As apartment vacancies increase across cities and towns in the United States, more property managers are offering concessions to attract new residents. As appealing as offering concessions may be, they may not be in your best interest. There might be a better way to solve your vacancy issue than by giving away free rent.
Offer Concessions for New Construction
Concessions of free rent are common in cities and towns where developers have constructed thousands of apartments in the past few years. According to property management software company RealPage, at the end of 2017, approximately 20 percent of the existing apartments studied offered concessions of free rent to prospective residents. Property managers offered free rent to prospective residents at approximately 30-35 percent of apartments in Las Vegas, San Antonio, New York, Virginia Beach, Houston and other cities. Managers typically offer concessions of free rent at 10-15 percent of the inventory of apartments in Minneapolis, Orlando, Providence, San Francisco, Detroit, Newark, Jersey City, Cincinnati, Los Angeles, Portland, Riverside and Orange County, CA.
Offer Concessions When They Benefit You
If you have a high vacancy rate or notice to vacate, offer concessions on signing a lease. Attach terms that are in your favor, such as one month of free rent with a 13-month lease. Also, create signing and move-in deadlines that prospective residents must meet to receive the concession. Plus, have new residents sign a concession addendum stating they will pay back any concessions given to them if they break their lease.

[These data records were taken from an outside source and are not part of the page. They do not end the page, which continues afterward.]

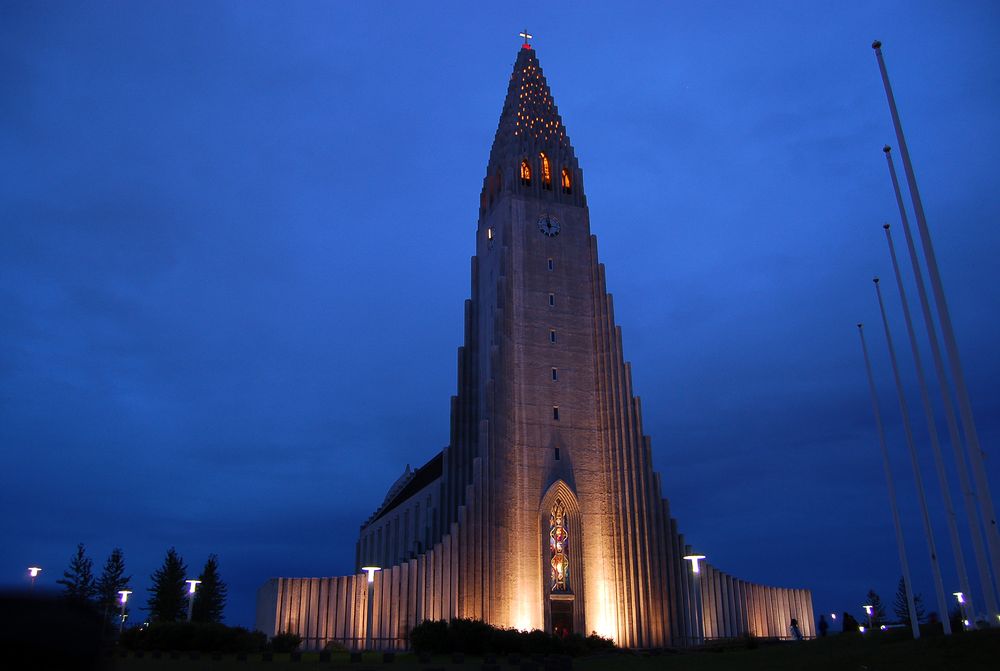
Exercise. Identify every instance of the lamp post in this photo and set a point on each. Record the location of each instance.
(124, 597)
(370, 570)
(699, 610)
(960, 597)
(192, 586)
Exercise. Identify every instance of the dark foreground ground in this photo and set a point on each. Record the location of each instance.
(966, 652)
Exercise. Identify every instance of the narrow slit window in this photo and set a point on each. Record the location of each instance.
(546, 172)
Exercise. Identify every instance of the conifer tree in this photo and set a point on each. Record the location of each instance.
(878, 608)
(167, 596)
(210, 600)
(78, 578)
(112, 580)
(902, 609)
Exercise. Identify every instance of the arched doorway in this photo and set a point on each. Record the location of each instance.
(562, 560)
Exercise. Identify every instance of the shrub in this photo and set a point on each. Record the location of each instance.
(475, 637)
(193, 636)
(285, 642)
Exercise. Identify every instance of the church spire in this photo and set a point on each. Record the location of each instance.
(531, 152)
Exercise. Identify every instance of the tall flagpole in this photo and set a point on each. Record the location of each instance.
(921, 498)
(947, 330)
(968, 495)
(925, 397)
(890, 484)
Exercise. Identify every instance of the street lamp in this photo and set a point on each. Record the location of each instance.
(370, 570)
(192, 586)
(124, 597)
(699, 610)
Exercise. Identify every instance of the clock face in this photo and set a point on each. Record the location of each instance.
(548, 225)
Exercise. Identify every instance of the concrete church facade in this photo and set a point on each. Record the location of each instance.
(544, 510)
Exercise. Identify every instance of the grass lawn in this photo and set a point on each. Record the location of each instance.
(966, 652)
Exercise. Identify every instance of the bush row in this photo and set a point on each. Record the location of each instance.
(475, 637)
(193, 636)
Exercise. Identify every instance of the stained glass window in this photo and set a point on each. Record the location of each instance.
(559, 548)
(546, 172)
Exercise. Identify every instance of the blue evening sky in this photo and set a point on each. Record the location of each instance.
(235, 241)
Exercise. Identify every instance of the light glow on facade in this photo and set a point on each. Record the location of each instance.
(694, 559)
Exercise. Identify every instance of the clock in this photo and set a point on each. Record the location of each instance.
(548, 225)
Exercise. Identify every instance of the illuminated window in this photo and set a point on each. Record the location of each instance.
(558, 547)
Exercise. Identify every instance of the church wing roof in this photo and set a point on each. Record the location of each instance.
(420, 478)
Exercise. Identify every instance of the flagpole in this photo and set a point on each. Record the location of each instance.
(925, 397)
(890, 484)
(968, 495)
(948, 331)
(921, 497)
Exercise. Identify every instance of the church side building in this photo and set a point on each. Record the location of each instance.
(544, 511)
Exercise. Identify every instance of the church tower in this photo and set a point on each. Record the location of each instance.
(571, 486)
(544, 511)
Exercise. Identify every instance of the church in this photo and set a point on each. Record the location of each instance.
(544, 511)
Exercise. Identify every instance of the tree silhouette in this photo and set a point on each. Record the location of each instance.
(167, 595)
(902, 609)
(78, 578)
(210, 600)
(878, 608)
(112, 580)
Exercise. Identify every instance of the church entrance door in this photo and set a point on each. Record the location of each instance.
(562, 617)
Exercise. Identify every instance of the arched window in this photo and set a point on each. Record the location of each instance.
(546, 172)
(558, 548)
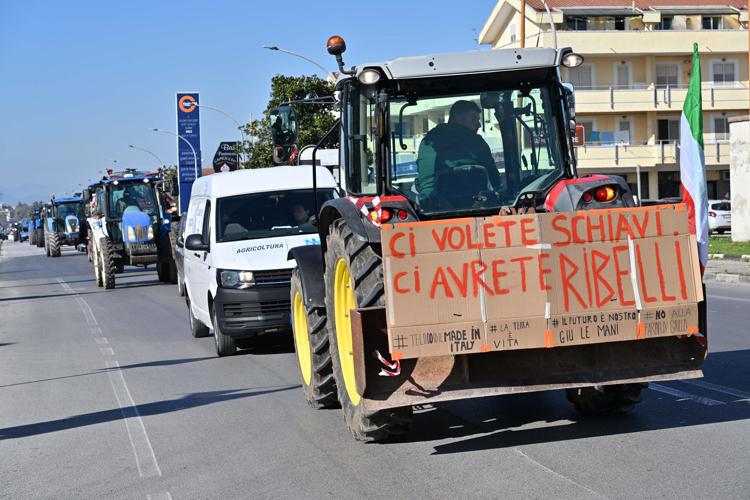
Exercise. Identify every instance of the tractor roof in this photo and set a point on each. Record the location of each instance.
(461, 63)
(76, 199)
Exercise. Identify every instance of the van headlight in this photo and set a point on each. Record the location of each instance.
(234, 279)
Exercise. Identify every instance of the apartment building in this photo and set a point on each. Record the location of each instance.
(631, 87)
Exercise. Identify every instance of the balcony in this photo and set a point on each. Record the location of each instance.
(716, 97)
(614, 156)
(648, 42)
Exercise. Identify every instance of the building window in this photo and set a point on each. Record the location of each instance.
(622, 136)
(724, 72)
(666, 22)
(622, 75)
(667, 74)
(589, 134)
(721, 128)
(668, 130)
(669, 185)
(712, 22)
(582, 77)
(575, 23)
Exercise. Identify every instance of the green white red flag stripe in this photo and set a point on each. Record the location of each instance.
(692, 160)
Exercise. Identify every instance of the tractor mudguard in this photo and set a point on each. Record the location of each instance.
(343, 208)
(310, 267)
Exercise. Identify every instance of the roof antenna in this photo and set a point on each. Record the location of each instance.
(552, 24)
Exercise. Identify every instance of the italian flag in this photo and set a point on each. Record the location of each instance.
(692, 161)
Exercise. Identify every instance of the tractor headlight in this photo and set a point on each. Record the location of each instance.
(234, 279)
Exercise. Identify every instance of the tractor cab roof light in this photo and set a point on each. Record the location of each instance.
(572, 60)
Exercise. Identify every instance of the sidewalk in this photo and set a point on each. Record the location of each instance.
(727, 271)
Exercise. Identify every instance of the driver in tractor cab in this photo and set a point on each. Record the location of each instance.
(454, 144)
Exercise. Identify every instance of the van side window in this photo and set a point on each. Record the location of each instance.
(206, 233)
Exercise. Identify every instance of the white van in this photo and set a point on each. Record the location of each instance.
(240, 226)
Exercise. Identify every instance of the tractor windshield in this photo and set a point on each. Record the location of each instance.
(66, 209)
(473, 151)
(131, 196)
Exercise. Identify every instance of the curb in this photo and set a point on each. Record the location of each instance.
(729, 256)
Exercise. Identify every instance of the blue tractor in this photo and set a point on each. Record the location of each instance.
(128, 226)
(63, 224)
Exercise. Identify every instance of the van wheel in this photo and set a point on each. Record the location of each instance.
(197, 329)
(311, 345)
(354, 279)
(606, 399)
(225, 345)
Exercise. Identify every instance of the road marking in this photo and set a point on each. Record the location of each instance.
(719, 388)
(160, 496)
(684, 395)
(145, 459)
(142, 449)
(710, 296)
(557, 474)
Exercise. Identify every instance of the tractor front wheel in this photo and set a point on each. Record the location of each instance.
(606, 399)
(312, 347)
(354, 279)
(54, 245)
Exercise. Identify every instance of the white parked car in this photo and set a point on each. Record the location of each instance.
(719, 216)
(239, 228)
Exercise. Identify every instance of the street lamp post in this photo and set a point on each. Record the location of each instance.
(161, 163)
(195, 156)
(311, 61)
(239, 127)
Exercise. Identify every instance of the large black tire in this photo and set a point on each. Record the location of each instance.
(366, 270)
(606, 399)
(197, 329)
(311, 339)
(108, 264)
(225, 345)
(54, 245)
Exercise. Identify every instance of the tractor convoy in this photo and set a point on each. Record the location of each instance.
(456, 254)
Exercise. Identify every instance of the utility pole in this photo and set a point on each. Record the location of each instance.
(523, 23)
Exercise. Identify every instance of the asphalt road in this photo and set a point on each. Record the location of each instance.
(105, 394)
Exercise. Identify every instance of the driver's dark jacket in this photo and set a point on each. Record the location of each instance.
(450, 145)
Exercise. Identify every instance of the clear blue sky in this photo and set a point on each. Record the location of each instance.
(80, 80)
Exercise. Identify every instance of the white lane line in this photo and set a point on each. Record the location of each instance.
(557, 474)
(711, 296)
(160, 496)
(684, 395)
(719, 388)
(142, 449)
(145, 458)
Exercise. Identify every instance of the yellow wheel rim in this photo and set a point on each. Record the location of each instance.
(343, 303)
(302, 338)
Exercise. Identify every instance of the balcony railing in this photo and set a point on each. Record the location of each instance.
(645, 155)
(639, 97)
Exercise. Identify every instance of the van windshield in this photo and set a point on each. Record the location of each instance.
(267, 215)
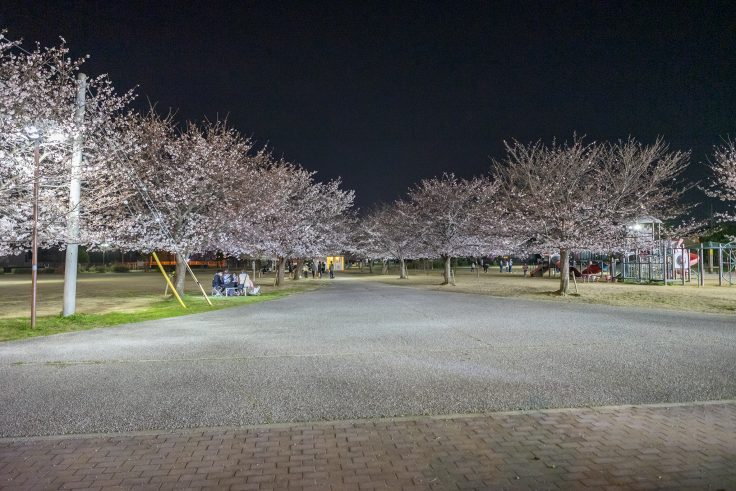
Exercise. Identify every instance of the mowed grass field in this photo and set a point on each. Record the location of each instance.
(709, 298)
(105, 299)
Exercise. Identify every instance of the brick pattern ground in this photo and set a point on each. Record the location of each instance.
(643, 447)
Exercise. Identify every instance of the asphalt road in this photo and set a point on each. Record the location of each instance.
(359, 350)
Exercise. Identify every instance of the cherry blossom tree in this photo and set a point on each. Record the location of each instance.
(451, 216)
(723, 181)
(37, 104)
(569, 196)
(188, 185)
(302, 217)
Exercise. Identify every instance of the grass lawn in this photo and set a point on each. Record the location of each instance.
(107, 299)
(708, 298)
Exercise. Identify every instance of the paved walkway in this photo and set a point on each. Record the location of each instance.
(357, 350)
(641, 447)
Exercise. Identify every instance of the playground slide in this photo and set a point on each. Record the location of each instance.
(693, 259)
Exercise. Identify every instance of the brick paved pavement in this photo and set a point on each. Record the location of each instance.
(642, 447)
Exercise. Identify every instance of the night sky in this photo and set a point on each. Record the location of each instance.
(384, 94)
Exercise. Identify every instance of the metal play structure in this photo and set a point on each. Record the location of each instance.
(649, 258)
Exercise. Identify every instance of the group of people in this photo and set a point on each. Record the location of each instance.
(318, 269)
(230, 284)
(504, 266)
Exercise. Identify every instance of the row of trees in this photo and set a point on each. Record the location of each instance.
(560, 197)
(147, 182)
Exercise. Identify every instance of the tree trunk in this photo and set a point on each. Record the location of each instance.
(299, 266)
(564, 272)
(181, 272)
(280, 265)
(447, 273)
(402, 269)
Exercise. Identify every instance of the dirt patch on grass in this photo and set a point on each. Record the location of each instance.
(708, 298)
(101, 293)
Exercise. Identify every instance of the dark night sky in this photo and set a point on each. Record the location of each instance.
(385, 94)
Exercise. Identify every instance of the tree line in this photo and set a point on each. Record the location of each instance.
(150, 182)
(558, 197)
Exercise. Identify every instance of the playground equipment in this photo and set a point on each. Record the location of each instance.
(725, 255)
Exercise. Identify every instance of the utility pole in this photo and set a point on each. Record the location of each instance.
(34, 233)
(72, 246)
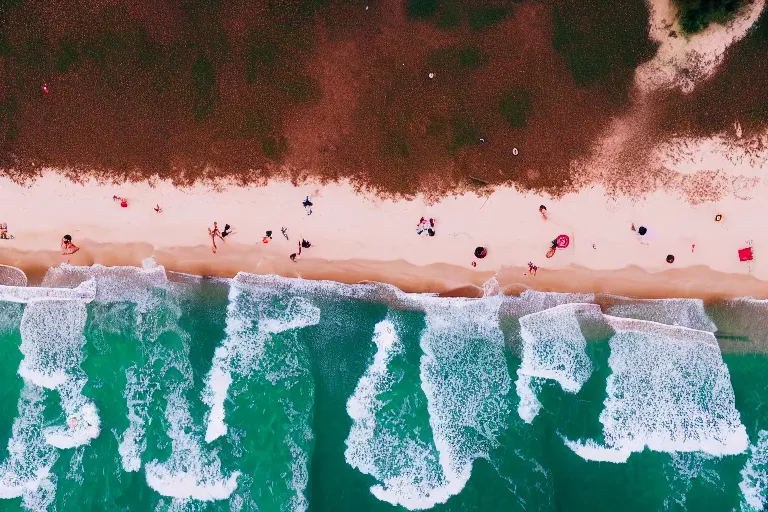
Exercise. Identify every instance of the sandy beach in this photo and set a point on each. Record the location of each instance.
(361, 237)
(629, 172)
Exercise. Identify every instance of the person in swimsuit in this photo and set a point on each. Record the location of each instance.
(227, 231)
(431, 228)
(214, 233)
(67, 247)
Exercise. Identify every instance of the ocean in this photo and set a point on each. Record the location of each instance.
(136, 389)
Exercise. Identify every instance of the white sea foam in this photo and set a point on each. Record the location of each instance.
(189, 473)
(84, 292)
(52, 344)
(532, 301)
(465, 379)
(669, 391)
(26, 472)
(553, 348)
(112, 284)
(754, 476)
(680, 312)
(407, 468)
(590, 450)
(250, 323)
(138, 392)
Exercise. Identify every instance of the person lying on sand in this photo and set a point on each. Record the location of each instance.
(421, 226)
(296, 256)
(67, 247)
(532, 269)
(214, 233)
(227, 231)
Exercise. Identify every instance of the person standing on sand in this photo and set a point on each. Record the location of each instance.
(296, 256)
(67, 247)
(227, 231)
(214, 233)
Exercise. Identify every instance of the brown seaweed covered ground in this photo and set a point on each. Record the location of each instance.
(187, 89)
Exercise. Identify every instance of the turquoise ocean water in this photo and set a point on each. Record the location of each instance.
(133, 389)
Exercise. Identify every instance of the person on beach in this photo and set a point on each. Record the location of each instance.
(214, 233)
(421, 226)
(67, 247)
(296, 256)
(227, 231)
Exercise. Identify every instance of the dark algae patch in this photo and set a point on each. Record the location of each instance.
(737, 92)
(696, 15)
(403, 97)
(600, 40)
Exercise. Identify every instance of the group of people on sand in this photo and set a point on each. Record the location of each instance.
(426, 227)
(215, 232)
(4, 232)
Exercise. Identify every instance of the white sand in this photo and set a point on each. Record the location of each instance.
(683, 61)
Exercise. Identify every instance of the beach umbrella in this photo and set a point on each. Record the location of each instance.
(745, 254)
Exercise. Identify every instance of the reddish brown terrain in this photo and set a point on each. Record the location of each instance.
(339, 89)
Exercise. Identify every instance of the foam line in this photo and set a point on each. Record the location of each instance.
(52, 344)
(670, 391)
(85, 292)
(242, 350)
(553, 349)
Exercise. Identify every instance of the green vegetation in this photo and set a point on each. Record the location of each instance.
(464, 132)
(67, 56)
(421, 9)
(261, 56)
(273, 143)
(601, 40)
(515, 105)
(203, 80)
(5, 44)
(483, 17)
(456, 61)
(696, 15)
(302, 89)
(451, 14)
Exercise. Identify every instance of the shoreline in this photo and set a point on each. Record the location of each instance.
(358, 237)
(697, 282)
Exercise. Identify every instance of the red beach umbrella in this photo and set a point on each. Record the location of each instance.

When Not to Offer Concessions
You most likely do not need to offer free rent to compete with new properties when demand is still strong and there is not as much new construction going up. For example, concessions are less common in cities such as Sacramento, where developers have built a small number of apartments because rents tend to be too low to support the cost of construction.
Before Deciding Whether to Offer Concessions
Before you decide whether to offer concessions, consider what problems your apartment community may be facing. Has traffic declined? Are your apartments not market-ready? Does your community not have a clearly defined position in the marketplace? Do your leasing professionals require additional training? Do you need a new rent analysis? Is your property lacking in curb appeal? Are your office hours too limited? Solve the real issue to create lasting change to potentially avoid offering concessions. After all, if a new resident receives a concession when signing a lease, they may expect more concessions when they renew.